苗場に「街」の思いが色を付けた時間。
陽射しが痛いぐらいの晴天になったヘヴンに、フジ初登場となる前野健太とソープランダーズが登場。お客さんの中には、バンドが誰だかわからなくとも「あっ!ジムルク!(ジム・オルーク)」
と、その存在を速攻で発見する人がいるのが、いかにもフジらしい。
浴衣姿の石橋英子(Key)以外は普段通りのいでたちのメンバーだが、前野健太の表現をめぐって、ジム・オルーク(G)、須藤俊明(B)、山本達久(Dr)という面々が集結しているのがレア
である。しかも苗場で。4人より遅れて登場した前野は派手なイエローの柄物シャツ(MCでフェラガモの古着に大枚をはたいと告白)。1曲目は、山々とも共振して独特の響きを放ち、ジムの狂おしいギターソロも強烈な「ジャングルの友だち」からスタート。すっかりスイッチが入った様子のマエケンは囁きと絶唱を交えて、このバンドとともに作り上げたニューアルバム『俺らは肉の歩く朝』のナンバーなどを披露していく。
中盤には「ツアーでカラオケのある飲み屋に入ったら、みんなに前野さんの曲ないの?と言われて、昔の曲なんですけど、いい曲だし、みんなコーラスをやる気満々なのでやることに」という
MCを受けて、゛友達じゃがまんできない゛。ジムのハウリングの奥から本音のように立ち上がるマエケンの歌。彼のほとんどのレパートリーがそうであるように、都会で恋をして、自分を見失い、でも人に恋することをどうしてもやめられない女(時に男)のいとおしさ、それが本音というか、人間の本能としてこんなに伝わるなんて。午前中の山の中で聴くには少々、エロティックに過ぎるが、不思議なことに山の中で思い出す東京というのも面白い体験だった。別に日常を忘れたいのに思い出すといったネガティヴな情ではなく、単に確かにそっちの自分がいることを思い出しただけ、というか。

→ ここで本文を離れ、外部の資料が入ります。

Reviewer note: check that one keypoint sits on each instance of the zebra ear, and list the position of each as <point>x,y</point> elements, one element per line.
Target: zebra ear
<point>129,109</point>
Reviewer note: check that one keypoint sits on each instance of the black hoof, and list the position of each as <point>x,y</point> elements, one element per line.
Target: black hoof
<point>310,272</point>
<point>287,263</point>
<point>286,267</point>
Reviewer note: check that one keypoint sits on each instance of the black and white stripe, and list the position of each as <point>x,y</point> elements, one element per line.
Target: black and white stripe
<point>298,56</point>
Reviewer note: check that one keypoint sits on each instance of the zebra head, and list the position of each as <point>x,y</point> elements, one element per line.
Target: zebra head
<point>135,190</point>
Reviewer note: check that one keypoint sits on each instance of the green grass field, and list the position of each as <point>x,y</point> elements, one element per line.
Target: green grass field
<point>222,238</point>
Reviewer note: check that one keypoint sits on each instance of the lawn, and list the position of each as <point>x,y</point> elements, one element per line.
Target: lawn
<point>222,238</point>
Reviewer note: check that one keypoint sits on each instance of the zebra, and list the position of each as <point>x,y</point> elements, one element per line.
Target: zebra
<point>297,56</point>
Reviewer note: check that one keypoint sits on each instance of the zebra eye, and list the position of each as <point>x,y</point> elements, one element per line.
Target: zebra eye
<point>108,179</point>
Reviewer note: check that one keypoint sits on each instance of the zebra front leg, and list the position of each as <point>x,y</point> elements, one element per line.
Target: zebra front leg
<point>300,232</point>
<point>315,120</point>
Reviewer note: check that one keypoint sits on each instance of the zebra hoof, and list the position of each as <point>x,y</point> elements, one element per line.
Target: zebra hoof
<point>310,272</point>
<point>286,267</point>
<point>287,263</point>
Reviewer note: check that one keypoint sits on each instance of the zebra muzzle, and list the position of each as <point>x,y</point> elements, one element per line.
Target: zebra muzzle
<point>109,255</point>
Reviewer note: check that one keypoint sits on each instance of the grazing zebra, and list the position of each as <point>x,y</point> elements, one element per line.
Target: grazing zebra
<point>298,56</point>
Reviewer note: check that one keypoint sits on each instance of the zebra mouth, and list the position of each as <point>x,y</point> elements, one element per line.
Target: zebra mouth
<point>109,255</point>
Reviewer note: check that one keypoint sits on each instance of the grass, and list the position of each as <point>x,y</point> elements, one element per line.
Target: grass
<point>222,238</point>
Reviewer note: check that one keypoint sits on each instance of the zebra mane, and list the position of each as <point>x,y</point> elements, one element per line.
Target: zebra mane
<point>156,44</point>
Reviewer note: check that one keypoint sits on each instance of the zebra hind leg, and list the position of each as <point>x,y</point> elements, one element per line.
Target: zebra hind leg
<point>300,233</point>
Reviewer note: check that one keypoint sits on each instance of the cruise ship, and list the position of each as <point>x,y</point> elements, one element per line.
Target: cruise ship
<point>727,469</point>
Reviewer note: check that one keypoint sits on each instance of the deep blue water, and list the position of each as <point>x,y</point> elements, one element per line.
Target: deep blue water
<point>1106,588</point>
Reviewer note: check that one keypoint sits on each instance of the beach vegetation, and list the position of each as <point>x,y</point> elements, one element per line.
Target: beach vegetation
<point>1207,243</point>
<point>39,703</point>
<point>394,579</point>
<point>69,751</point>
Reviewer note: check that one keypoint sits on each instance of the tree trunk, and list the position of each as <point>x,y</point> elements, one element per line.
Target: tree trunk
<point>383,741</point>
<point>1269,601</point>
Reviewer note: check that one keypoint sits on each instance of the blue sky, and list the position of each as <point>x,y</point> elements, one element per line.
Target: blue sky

ダンサブルなナンバーではシャツの裾をわざわざ出して、岡村ちゃんよろしくオリジナルなアクションで沸かせるマエケン。まったく歌の世界だけじゃなく、彼自身、目が離せない生き物である。
終盤には『俺らは肉の〜』の1曲目゛国歌コーラン節゛を「わからなくてもいいから歌ってください。コカコーラ、でもいいですよ」と、コール&レスポンスまで巻き起こす。そしてあっという間に迎えたラストには「ハードな曲かな?とも思ったんですが、バラードを。PAさん、3日で最高にセクシーなリバーヴをお願いします」の一言に笑いが起こる中、名曲゛ファックミー゛が、まず石橋の美声から始まり、マエケンもいたいけな声で、不自由なコミュニケーションをすっとばした肉体と魂のぶつかり合いの希求をエモーショナルに歌う。人の哀しみ、生き物の歓び。終演してみると、初見のお客さんも表情豊かになっていたように見えた。